Timbers’ Weber grows from backup to backstop

Goalkeeper will face former Sounders teammates Saturday

By Paul Danzer, Columbian Soccer, hockey and Community Sports Reporter



Andrew Weber, Portland Timbers goalkeeper

PORTLAND — Andrew Weber has started eight Major League Soccer games, five of them for the Seattle Sounders.

But the goalkeeper said none of that history will impact the his job Saturday, when he guards the goal for the Portland Timbers against the rival Sounders at Providence Park.

“It’s just stepping in and doing the job, keeping everything organized and being in the moment,” Weber said. “It’s a chance to play another game. The more games I can get consecutively, goalkeeping is all about rhythm, so the more rhythm I can get the better it is for me.”

This opportunity comes for Weber because Timbers starting goalkeeper Donovan Ricketts is suspended through this match for the foul that led to a penalty kick in Portland’s March 22 loss at Colorado. Weber finished that game and played all of last week’s 2-1 loss at Dallas.

Goalkeepers are most often noticed when they make a highlight save, or fail to make a stop. The physical demands of the position are what attracted Weber to the position.

“I wanted to be a goalkeeper when I was 10 years old,” he said. “I just loved the whole idea of jumping around and saving the ball and being physical. I was playing football as well, so it was the same sort of concept when I was coming out for the ball. You get to be physical, so that’s what I liked.”

Weber said great support from his youth soccer coaches helped him embrace the position for its leadership requirements in addition to the thrill of physical challenges.

“The more I got exposed to the position, (I learned) you have to put the team on your shoulders a lot and I love that role,” Weber said. “I embraced it then, and I’ll embrace it again (Saturday).”

The take-charge nature of a goalkeeper’s job is one of the challenges every backup or newcomer faces. A goalkeeper is a second pair of eyes for defenders and other teammates, reading play as it unfolds and calling out the position of opponents who are away from the ball.

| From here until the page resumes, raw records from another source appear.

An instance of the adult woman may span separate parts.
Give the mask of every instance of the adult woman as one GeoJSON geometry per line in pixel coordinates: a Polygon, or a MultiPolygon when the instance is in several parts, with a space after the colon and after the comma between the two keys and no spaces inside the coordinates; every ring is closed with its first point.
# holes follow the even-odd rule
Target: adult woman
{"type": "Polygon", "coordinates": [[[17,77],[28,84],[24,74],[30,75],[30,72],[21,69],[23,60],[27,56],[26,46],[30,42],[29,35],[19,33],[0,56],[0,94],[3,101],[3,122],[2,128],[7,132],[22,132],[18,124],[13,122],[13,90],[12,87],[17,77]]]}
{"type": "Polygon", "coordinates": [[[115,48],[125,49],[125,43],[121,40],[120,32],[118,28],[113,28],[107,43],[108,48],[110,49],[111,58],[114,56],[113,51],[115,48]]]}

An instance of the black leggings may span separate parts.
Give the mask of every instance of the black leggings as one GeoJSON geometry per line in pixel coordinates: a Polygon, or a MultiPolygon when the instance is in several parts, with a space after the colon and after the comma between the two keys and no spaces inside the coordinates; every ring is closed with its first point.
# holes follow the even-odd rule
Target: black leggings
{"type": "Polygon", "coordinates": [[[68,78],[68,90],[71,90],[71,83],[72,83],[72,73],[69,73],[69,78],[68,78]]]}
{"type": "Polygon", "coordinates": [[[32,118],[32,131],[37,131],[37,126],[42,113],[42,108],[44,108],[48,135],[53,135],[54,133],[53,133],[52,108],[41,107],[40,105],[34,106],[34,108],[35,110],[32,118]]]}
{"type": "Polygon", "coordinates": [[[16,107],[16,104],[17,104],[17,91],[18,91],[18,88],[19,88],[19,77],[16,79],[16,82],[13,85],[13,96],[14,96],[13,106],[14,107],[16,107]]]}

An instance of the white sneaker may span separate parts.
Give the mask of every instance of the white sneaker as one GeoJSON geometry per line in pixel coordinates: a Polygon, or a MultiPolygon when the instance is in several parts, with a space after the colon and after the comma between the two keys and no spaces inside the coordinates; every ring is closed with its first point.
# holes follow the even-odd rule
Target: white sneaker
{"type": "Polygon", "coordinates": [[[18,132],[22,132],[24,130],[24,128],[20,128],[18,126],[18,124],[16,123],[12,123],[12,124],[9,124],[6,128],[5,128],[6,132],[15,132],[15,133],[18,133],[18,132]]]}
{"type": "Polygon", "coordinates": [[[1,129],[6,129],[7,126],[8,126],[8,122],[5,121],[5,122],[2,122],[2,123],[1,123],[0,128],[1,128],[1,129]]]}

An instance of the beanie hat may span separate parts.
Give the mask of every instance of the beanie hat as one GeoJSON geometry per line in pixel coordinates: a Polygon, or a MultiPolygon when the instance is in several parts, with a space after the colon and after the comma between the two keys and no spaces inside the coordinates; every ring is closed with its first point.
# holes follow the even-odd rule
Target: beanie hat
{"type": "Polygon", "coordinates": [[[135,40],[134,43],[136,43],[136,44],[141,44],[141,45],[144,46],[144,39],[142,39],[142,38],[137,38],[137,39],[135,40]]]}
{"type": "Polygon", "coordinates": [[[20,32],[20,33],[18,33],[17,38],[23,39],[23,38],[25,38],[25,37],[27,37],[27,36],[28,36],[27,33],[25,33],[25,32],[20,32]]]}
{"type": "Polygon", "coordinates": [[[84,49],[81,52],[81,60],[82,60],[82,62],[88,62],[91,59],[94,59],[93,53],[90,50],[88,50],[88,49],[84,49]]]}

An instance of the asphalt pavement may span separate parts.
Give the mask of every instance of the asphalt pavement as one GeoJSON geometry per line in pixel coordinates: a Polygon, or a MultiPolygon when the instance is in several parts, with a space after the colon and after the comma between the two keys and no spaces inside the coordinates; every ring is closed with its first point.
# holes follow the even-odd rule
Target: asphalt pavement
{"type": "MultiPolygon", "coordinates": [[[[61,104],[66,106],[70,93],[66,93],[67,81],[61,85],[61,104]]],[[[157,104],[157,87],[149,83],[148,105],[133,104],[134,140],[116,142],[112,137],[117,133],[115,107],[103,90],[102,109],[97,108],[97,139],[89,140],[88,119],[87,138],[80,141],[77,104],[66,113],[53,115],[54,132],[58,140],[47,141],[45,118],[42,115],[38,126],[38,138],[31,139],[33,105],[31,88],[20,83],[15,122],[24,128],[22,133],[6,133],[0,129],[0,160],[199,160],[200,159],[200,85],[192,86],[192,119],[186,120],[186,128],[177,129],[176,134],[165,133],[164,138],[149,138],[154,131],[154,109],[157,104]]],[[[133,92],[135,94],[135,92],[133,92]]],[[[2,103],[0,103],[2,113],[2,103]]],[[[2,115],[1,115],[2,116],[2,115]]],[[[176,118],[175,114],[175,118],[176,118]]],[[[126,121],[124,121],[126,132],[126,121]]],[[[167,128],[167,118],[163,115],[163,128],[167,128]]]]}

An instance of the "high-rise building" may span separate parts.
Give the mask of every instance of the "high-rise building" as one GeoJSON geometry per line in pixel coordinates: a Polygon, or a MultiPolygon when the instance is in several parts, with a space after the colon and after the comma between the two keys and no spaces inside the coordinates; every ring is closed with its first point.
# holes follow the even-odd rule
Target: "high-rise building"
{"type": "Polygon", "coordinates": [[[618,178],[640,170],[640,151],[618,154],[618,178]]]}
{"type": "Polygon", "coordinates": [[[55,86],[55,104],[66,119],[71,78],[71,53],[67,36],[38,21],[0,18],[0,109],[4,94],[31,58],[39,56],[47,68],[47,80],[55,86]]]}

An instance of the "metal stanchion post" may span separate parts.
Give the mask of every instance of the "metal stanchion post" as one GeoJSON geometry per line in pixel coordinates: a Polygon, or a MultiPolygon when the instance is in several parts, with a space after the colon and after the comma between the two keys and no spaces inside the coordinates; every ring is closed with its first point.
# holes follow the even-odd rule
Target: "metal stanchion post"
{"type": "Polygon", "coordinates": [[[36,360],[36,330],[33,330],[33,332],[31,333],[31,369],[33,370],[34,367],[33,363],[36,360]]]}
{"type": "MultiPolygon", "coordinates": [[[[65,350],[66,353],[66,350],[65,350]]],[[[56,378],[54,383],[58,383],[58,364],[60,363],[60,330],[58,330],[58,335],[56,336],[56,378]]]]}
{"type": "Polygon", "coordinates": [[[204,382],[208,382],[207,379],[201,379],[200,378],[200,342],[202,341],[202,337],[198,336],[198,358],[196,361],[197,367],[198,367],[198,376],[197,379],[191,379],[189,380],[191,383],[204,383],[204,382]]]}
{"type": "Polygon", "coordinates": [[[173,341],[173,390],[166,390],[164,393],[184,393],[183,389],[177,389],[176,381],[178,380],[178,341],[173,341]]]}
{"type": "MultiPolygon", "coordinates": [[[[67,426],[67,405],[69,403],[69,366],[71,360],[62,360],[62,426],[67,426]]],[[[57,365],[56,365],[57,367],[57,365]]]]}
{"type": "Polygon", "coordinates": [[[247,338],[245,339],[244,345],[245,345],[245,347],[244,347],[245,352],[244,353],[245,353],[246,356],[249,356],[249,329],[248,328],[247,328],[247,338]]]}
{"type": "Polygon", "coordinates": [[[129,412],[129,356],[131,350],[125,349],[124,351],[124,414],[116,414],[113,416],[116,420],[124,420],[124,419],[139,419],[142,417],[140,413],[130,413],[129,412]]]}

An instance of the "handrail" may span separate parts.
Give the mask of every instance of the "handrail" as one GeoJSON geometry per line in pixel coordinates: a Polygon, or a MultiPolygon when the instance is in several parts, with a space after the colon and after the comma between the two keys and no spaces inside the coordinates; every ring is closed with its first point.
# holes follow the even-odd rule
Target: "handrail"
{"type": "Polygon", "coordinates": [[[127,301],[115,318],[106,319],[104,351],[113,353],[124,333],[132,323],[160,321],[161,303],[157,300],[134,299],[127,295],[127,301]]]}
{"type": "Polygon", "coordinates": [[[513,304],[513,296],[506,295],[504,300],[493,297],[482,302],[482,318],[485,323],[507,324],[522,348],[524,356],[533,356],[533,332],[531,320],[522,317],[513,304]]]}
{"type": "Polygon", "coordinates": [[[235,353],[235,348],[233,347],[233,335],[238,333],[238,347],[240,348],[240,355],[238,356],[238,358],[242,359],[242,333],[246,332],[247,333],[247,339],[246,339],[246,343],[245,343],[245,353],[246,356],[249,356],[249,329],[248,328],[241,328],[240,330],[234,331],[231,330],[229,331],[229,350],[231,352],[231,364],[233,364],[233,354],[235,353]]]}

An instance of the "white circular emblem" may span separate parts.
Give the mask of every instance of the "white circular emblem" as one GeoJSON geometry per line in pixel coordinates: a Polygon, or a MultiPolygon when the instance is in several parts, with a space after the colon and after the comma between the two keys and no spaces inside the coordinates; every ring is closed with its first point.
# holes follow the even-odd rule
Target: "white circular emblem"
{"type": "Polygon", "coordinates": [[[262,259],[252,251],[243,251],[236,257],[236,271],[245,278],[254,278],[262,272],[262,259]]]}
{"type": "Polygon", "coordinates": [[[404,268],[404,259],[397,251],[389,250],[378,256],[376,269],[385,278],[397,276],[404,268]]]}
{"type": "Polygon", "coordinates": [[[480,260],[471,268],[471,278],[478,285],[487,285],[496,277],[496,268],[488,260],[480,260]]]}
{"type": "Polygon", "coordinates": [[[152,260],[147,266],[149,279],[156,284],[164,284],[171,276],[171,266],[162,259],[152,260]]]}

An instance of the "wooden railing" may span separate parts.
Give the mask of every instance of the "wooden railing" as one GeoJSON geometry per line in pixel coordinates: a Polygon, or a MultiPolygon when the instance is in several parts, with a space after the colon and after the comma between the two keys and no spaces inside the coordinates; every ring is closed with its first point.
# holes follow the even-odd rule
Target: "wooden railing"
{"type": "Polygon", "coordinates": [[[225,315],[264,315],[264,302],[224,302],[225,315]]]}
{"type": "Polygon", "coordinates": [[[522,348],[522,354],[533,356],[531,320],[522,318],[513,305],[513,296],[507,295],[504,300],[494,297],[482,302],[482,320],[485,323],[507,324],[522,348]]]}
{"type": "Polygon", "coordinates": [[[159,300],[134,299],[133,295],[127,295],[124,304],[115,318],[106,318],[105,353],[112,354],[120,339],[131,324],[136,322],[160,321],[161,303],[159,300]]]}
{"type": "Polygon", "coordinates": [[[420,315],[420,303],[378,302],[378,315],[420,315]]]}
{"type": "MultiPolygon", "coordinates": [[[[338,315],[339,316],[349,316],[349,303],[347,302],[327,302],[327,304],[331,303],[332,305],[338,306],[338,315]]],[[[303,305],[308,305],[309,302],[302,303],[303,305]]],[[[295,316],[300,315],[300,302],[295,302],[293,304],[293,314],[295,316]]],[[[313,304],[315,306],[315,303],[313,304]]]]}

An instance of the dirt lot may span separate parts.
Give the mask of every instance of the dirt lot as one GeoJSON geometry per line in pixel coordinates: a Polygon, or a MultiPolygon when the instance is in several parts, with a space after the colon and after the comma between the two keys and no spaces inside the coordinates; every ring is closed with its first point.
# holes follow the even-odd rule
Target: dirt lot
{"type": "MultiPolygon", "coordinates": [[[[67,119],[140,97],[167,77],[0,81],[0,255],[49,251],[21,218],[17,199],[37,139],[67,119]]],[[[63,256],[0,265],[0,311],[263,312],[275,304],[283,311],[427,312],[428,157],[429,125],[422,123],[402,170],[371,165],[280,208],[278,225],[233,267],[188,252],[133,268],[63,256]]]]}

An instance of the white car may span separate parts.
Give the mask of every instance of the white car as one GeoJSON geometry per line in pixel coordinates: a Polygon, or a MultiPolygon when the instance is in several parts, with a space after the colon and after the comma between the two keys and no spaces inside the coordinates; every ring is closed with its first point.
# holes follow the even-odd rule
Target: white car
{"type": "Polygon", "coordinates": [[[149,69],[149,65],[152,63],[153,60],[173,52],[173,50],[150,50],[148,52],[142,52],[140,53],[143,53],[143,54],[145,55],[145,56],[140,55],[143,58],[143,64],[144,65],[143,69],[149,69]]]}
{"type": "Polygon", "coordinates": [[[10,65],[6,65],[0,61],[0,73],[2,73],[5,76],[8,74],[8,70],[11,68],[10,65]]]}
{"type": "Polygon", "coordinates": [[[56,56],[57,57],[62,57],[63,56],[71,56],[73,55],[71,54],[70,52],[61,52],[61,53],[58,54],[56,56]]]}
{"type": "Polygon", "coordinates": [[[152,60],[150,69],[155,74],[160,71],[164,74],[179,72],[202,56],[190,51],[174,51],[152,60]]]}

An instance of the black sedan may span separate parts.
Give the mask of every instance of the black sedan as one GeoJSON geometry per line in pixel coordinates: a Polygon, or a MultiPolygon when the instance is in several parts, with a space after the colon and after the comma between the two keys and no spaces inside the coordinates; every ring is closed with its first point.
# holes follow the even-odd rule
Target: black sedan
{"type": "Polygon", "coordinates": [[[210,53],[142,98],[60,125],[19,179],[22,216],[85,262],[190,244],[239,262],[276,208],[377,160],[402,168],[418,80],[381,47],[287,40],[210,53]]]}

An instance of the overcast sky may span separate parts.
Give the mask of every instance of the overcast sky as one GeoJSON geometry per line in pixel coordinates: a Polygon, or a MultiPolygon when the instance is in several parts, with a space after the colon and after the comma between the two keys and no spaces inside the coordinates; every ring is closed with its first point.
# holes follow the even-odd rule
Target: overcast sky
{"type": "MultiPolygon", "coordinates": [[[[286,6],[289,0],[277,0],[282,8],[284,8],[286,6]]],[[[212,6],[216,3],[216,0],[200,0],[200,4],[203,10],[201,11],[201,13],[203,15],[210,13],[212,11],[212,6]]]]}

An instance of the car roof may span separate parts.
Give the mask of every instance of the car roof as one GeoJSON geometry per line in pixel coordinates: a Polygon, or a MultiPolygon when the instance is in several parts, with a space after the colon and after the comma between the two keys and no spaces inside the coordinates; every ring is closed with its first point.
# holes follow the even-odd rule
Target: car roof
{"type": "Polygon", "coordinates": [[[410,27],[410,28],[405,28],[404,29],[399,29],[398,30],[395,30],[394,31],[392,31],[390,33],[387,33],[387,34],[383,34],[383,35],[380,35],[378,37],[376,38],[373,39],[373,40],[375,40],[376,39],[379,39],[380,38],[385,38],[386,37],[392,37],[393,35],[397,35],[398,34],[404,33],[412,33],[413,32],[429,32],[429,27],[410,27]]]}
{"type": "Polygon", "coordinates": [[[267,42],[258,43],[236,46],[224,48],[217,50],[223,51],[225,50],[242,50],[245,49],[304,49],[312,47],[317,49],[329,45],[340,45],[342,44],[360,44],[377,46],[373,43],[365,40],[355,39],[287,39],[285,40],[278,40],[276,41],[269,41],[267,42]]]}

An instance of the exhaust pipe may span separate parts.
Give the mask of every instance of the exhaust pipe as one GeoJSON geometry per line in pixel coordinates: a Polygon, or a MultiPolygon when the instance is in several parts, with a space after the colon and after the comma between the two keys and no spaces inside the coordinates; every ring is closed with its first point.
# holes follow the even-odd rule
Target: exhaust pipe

“Everyone’s getting a little more comfortable hearing my voice,” Weber said. He noted that he saw action in preseason and has been with the Timbers since January, so it’s not as if his voice is new to his teammates. “I think we’re good to go.”

The Timbers signed Weber in January to back up Ricketts, a job held last season by veteran Milos Kocic.

Now 30, Weber has lived the goalkeeper’s life through college, where he was a four-year starter at New Mexico, and a professional career for almost a decade. He has been on MLS rosters with DC United and San Jose, in addition to Seattle. He played two games for San Jose in 2009, and three for the Sounders each of the last two seasons. He was the Sounders’ primary backup in 2012 — when he played a midseason match at Portland won 2-1 by the Timbers — and last season joined Seattle on loan from Phoenix FC of the USL Pro league.

In 10 career MLS appearances, Weber has made 25 saves and been scored against 14 times. That includes the two penalty kicks minutes apart when he relieved Ricketts two weeks ago in Colorado.

His most consistent playing time as a professional came between 2006 and 2008 with the Montreal Impact in the USL First Division.

His time in Seattle means Weber understands the intensity of the Timbers-Sounder rivalry. But he said he doesn’t have any special motivation. Doing a job for his current club is what matters.

“The objective (Saturday) is about the team, about helping the team winning the game,” Weber said. Everything else will take care of itself.”